The sex distributions indicate male dominance in bladder (3870/5243, 73·8 %), oesophageal (2900/4272, 67·9%) and stomach (1823/2788, 65·4 %) cancers (Table 2). The overall mean (SD) age at diagnosis (n = 83,935) was 69·6 years (12·8), ranging from 62·9 years (16·7) for breast to 73·4 years (12·2) for stomach (Table 2).

3.2. NICE grouping

The percentage of participants whose index feature was introduced during guidance revision (New-NICE group) varied by cancer, ranging from 1529/1534 (99·7 %) for myeloma to 858/15,542 (5·5%) for breast. More even distributions were observed for colorectal (5017/11,842, 42·4%), lung (3384/13,107, 25·8 %), ovarian (614/2481, 24·8%), and uterine (713/2506, 28·5%) cancers (Table 2).
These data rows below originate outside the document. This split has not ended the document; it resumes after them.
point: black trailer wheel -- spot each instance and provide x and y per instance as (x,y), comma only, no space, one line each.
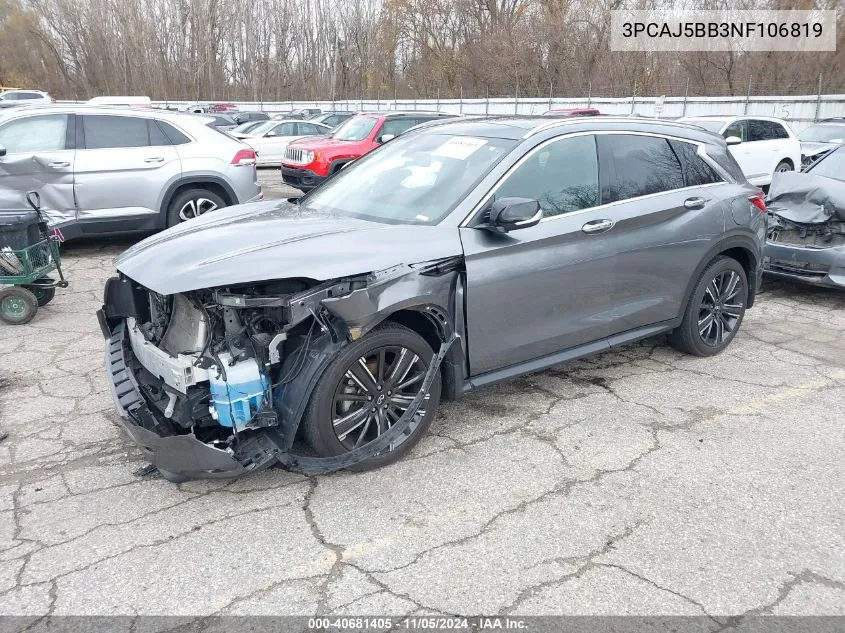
(43,294)
(17,305)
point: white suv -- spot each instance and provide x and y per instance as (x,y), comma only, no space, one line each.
(101,169)
(761,145)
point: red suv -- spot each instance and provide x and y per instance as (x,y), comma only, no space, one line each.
(309,161)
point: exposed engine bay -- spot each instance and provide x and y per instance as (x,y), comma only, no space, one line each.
(231,368)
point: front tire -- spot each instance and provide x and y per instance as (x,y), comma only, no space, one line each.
(365,390)
(192,203)
(715,309)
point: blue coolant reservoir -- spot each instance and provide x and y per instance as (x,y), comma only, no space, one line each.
(236,399)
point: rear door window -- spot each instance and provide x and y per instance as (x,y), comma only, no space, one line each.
(106,132)
(35,134)
(638,166)
(397,126)
(174,136)
(562,176)
(761,130)
(696,170)
(738,129)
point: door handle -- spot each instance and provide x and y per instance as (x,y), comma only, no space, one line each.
(598,226)
(695,203)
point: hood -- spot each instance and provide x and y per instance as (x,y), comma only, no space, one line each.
(811,149)
(277,240)
(805,198)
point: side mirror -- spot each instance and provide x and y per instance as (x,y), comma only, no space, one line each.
(510,214)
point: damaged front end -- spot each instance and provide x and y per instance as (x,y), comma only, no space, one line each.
(806,231)
(214,382)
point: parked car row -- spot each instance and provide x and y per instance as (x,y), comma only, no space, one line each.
(103,169)
(461,253)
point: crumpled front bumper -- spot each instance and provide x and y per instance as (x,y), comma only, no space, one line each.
(817,266)
(177,456)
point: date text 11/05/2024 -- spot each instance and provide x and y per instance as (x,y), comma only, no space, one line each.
(435,623)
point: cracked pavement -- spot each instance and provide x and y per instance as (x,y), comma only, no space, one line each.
(640,482)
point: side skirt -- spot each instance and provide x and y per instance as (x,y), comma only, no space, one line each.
(544,362)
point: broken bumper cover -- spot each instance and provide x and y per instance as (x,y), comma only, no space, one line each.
(817,266)
(181,455)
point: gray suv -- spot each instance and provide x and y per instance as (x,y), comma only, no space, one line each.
(458,255)
(103,169)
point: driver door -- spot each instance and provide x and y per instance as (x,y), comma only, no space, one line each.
(39,157)
(550,287)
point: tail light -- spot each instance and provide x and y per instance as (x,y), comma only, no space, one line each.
(759,201)
(244,157)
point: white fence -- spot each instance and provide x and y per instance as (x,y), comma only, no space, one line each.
(799,111)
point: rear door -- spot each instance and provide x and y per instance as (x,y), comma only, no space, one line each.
(663,201)
(123,165)
(39,157)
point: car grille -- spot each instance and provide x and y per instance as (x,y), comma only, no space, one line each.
(294,155)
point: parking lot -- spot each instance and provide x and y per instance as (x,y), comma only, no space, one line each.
(641,481)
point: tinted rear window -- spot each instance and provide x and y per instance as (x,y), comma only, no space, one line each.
(696,170)
(642,165)
(174,136)
(103,132)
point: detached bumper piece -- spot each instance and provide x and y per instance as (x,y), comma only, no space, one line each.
(178,457)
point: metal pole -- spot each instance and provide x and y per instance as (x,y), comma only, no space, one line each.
(748,95)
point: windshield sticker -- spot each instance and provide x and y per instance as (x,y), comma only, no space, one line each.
(459,147)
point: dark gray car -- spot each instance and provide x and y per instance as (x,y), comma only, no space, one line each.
(458,255)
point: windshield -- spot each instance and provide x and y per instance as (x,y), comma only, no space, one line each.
(831,166)
(823,134)
(416,179)
(355,129)
(711,125)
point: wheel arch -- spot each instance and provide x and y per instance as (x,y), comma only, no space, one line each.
(213,183)
(739,246)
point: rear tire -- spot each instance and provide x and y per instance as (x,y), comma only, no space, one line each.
(715,309)
(339,395)
(192,203)
(17,305)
3.3. Index features of cancer

Breast, bladder, and prostate cancers were dominated by one index feature: lump (14,200/15,662, 91·0%), raised prostate-specific antigen (14,473/22,270, 65·0%), and visible haematuria (3435/5346, 64·3%), respectively (Table 3). The remaining sites showed more heterogeneity. Colorectal cancer was characterised by abdominal pain (4291/12,084, 35·5%) and rectal bleeding (3913/12,084, 32·4%). For lung, cough (4005/13,913, 28·8%), dyspnoea (2876/13,913, 20·7%), and chest infection (2072/13,913, 14·9%) were most frequent. Approximately half of all index features were accounted for by dysphagia (1466/4521, 32·4%) and low haemoglobin (745/4521, 16·5%) in oesophageal cancer, and by low haemoglobin (943/3077, 30·6%), upper abdominal pain (479/3077, 15·6%), and dyspepsia (361/3077, 11·7%) in stomach cancer. Abdominal pain (925/2669, 34·7%) was most common in ovarian cancer, whereas ascites was uncommon (67/2669, 2·5%). Pancreatic cancer was characterised by abdominal pain (1068/3259, 32·8%), diabetes (717/3259, 22·0%), and less commonly by jaundice (495/2669, 15·2%). Postmenopausal bleeding accounted for nearly half of all index features of uterine cancer (1305/2619, 49·8%), with lower frequencies for high blood glucose (300/2619, 11·5%) and low haemoglobin (275/2619, 10·5%).

Table 3.

Coded index features of cancer (n, % of total index features presenteda). Features are listed in order of frequency within cancer site.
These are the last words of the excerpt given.